Con estas “transgresiones”, si pequeñas, amables y cotidianas, se logra un clima de conjunto, una atmósfera despejada, un pequeño mundo de distracción y burla. Si todo fuera distinto en las rutinas y ritos cotidianos y consabidos, ¿qué sucedería? Quizá algo más divertido. En todo caso, algo menos aburrido.

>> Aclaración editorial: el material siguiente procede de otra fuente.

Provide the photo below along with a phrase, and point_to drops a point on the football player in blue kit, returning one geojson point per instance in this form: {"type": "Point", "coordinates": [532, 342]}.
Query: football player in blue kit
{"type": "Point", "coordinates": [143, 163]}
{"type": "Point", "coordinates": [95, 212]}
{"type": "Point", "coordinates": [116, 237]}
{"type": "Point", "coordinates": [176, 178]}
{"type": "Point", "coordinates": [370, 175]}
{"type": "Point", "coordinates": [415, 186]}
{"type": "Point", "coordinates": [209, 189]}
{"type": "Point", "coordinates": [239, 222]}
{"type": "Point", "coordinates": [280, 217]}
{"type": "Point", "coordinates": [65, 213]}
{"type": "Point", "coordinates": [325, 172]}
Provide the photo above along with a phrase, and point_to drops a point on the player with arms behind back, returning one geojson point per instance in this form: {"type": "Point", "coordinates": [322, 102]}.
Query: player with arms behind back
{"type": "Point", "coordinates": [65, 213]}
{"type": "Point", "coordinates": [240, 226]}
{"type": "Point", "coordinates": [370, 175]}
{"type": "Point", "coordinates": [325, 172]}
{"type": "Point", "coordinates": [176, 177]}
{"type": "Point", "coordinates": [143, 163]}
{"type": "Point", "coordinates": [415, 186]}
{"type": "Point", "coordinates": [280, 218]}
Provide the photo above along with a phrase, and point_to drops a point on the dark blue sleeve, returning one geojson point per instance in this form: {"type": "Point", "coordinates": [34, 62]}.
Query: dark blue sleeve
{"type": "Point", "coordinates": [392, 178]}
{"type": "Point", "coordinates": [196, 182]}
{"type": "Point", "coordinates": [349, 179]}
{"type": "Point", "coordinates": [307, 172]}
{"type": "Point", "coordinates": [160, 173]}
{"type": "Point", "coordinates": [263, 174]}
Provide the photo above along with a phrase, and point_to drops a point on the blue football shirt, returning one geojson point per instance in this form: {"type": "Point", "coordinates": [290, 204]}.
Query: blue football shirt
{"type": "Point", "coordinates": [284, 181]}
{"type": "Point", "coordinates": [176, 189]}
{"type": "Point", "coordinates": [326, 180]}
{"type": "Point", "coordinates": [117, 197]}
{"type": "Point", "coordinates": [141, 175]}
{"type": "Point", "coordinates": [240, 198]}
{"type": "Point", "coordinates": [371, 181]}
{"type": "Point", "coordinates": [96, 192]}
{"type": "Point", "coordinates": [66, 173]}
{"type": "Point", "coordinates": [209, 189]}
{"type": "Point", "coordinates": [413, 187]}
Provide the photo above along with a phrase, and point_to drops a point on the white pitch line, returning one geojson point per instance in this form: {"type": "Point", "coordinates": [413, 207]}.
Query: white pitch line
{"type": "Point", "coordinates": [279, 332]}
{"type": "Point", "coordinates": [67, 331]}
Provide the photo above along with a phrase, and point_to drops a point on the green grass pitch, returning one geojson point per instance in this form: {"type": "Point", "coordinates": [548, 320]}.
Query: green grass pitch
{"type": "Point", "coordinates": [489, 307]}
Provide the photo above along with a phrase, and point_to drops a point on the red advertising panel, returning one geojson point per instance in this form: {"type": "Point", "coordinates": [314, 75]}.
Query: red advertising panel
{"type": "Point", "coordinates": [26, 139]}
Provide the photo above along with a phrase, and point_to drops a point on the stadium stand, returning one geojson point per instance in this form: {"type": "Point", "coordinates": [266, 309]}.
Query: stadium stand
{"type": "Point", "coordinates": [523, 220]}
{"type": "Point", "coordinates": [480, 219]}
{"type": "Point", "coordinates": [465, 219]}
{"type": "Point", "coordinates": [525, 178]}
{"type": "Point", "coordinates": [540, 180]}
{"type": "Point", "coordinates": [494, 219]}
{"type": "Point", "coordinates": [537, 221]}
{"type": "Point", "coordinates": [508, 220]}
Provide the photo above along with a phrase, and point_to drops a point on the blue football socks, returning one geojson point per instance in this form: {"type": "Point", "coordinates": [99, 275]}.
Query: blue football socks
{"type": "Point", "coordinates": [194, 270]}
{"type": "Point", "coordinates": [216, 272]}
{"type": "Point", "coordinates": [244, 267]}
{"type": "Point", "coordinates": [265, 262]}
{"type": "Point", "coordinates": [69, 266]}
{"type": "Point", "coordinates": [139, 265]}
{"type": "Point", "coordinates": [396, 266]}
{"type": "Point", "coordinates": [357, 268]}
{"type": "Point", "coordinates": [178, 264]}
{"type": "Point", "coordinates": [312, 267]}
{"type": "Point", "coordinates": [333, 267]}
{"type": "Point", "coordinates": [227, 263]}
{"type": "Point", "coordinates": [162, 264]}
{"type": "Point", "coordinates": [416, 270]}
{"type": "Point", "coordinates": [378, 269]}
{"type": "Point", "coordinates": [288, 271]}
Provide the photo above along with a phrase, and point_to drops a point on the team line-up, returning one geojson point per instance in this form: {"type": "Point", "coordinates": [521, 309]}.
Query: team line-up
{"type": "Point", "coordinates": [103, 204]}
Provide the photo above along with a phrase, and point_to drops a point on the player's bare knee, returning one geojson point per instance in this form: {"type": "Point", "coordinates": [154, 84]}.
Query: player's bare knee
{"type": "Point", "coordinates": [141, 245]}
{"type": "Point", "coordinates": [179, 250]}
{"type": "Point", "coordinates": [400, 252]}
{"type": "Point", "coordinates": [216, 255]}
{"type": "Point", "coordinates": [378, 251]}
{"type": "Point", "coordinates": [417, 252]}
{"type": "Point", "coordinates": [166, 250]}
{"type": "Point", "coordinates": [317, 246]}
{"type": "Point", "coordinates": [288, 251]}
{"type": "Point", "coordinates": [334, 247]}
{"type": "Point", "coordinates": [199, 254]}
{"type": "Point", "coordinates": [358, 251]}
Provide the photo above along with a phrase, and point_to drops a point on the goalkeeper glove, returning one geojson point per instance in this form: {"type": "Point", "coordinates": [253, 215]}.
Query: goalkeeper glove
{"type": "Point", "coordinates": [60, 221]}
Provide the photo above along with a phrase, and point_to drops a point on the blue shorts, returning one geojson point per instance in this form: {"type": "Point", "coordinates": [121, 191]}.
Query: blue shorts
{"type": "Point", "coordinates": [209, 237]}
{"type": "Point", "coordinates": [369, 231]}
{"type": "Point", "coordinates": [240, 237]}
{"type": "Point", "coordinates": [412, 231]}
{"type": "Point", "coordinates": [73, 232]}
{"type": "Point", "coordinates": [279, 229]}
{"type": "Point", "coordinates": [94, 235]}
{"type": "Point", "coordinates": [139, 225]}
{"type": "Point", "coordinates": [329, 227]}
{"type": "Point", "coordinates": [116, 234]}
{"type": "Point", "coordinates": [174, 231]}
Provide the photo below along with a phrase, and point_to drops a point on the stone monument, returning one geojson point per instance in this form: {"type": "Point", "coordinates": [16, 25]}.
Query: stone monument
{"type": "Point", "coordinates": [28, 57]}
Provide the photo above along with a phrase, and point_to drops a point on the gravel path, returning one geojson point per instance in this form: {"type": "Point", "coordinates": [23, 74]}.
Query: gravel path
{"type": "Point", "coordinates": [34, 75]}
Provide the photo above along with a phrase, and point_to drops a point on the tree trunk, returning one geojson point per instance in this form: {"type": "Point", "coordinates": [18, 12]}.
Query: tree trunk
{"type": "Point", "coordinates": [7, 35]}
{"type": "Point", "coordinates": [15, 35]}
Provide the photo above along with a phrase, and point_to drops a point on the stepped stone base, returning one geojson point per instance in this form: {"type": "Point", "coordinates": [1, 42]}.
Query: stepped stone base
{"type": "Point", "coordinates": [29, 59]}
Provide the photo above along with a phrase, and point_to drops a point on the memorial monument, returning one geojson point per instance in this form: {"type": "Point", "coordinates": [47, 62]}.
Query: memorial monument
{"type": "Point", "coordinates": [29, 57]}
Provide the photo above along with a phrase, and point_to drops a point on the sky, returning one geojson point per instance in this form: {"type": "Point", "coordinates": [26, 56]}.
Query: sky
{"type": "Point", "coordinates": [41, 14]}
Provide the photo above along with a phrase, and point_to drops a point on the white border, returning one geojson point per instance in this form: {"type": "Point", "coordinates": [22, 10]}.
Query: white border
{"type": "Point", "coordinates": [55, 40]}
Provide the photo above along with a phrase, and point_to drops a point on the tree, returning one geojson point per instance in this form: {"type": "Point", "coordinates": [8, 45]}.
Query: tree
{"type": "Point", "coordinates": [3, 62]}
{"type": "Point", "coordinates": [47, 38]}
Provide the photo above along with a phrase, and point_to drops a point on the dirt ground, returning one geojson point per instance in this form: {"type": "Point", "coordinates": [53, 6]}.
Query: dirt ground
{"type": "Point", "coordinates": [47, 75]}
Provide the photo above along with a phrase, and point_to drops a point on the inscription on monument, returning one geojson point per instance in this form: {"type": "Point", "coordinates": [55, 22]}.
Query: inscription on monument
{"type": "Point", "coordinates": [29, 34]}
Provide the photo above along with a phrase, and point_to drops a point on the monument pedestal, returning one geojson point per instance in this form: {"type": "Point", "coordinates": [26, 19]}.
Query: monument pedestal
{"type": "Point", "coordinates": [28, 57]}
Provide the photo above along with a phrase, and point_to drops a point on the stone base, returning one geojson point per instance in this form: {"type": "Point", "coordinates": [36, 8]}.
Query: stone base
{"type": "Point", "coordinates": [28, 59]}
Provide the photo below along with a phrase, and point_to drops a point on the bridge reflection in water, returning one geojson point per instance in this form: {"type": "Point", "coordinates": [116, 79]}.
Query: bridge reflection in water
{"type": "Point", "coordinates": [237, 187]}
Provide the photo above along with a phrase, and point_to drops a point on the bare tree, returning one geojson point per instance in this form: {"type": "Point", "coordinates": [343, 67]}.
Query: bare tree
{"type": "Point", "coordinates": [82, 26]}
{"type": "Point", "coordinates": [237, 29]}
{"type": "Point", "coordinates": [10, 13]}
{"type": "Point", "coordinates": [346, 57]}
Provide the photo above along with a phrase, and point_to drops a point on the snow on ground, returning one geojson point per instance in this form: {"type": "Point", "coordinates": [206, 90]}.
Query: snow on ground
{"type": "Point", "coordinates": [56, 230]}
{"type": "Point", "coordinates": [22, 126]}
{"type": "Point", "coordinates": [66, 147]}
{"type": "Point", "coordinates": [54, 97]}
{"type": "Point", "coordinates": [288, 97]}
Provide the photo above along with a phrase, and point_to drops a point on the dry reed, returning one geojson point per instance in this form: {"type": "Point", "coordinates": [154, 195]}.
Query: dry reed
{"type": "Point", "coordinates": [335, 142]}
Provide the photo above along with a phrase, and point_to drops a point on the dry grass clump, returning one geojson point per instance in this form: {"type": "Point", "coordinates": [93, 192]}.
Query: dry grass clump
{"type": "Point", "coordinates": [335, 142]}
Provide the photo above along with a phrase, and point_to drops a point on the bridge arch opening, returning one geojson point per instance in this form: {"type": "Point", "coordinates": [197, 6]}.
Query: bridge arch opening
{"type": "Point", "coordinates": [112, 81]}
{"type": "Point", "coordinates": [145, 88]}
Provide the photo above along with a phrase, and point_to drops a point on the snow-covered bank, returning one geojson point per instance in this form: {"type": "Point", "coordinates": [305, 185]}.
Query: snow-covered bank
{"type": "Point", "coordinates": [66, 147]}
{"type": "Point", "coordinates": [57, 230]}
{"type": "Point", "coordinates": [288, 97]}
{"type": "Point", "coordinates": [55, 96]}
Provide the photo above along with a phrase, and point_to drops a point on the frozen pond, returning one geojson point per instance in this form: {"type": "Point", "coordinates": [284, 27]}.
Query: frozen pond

Lastima que de Norberto Luis Romero nada se nos diga. Puede, no obstante, deducirse del prólogo de Daniel Moyano, que es autor rioplatense y que éstos son sus primeros cuentos. Estilo y lenguaje utilizados no sitúan en ninguna geografía humana estos relatos. El manejo del idioma es claro, limpio, pero abierto, sin concreción de espacio. Un vuelo de fantasía que sucede en él hombre y en cualquier parte. “Transgresiones” siempre posibles, sin cortapisas, sin coordenadas precisas. Unos cuentos sin estridencia, en donde vuela la fantasía y guiña la amabilidad.

 

Diario de León, Viernes Literario, 1, julio, 1983

Desafíos, en suma, a las irritantes certezas de las que el hombre no puede desprenderse, en un juego donde uno mismo, en el ámbito virtual que crea la relación autor-lector a través de la escritura, es el azar o la burla, donde uno mismo se siente alegremente trasvasado para jugar en libertad y disponer que el orden establecido se convier­ta en un perfecto disparate, en una continua "trasgresión" de la realidad cotidiana.

 

Ignacio Xurxo, Clarín, Cultura y Nación, Buenos Aires, 13, octubre, 1983

El joven Romero no pretende ser un adelantado, pero acredita cualidades como para apreciar que no es tampoco un náufrago con viento benefactor y bandera arrogante. Cada una de sus singladuras fue cum­plida con más cabeza que corazón, con arreglo a las leyes del género pero no a las del descontrol juvenil.

 

La Voz del Interior, Córdoba, Argentina, 10, diciembre, 1989

El tono, la coloratura, la disposición de am­bientes, la composición se perfecciona en una continua transposición hacia lo desconocido. No son temas fáciles ni comunes, tampoco contundentes excepciones, pero Norberto Romero alcanza a eludir, el convenio relativo de lo manifestado, mediante la definición del espacio que circunda a la realidad y el tiempo que se aglomera en las profundidades de la fantasía. Esa condición elusiva se encuentra marcada, no por la tangencialidad de un esbozo grotesco, sino por un esfuerzo compartido entre la síntesis y el equilibrio de la metáfora.

 

Luis Blanco Vila, Libros-cultura, diario YA,  11, noviembre, 1989

...nos encontramos ante un escritor que cuenta cuentos. Cuentos de verdad, no relatos, ni ensayos, ni zarandajas que pretenden colar como cuentos. Cuentos como los de Kafka, los de Kapec, los de Hrabal, los del mismísimo Borges. Cuentos que te dejan el alma en suspense, que penetran en el espíritu y cargan de maravilla la sensibilidad del lector.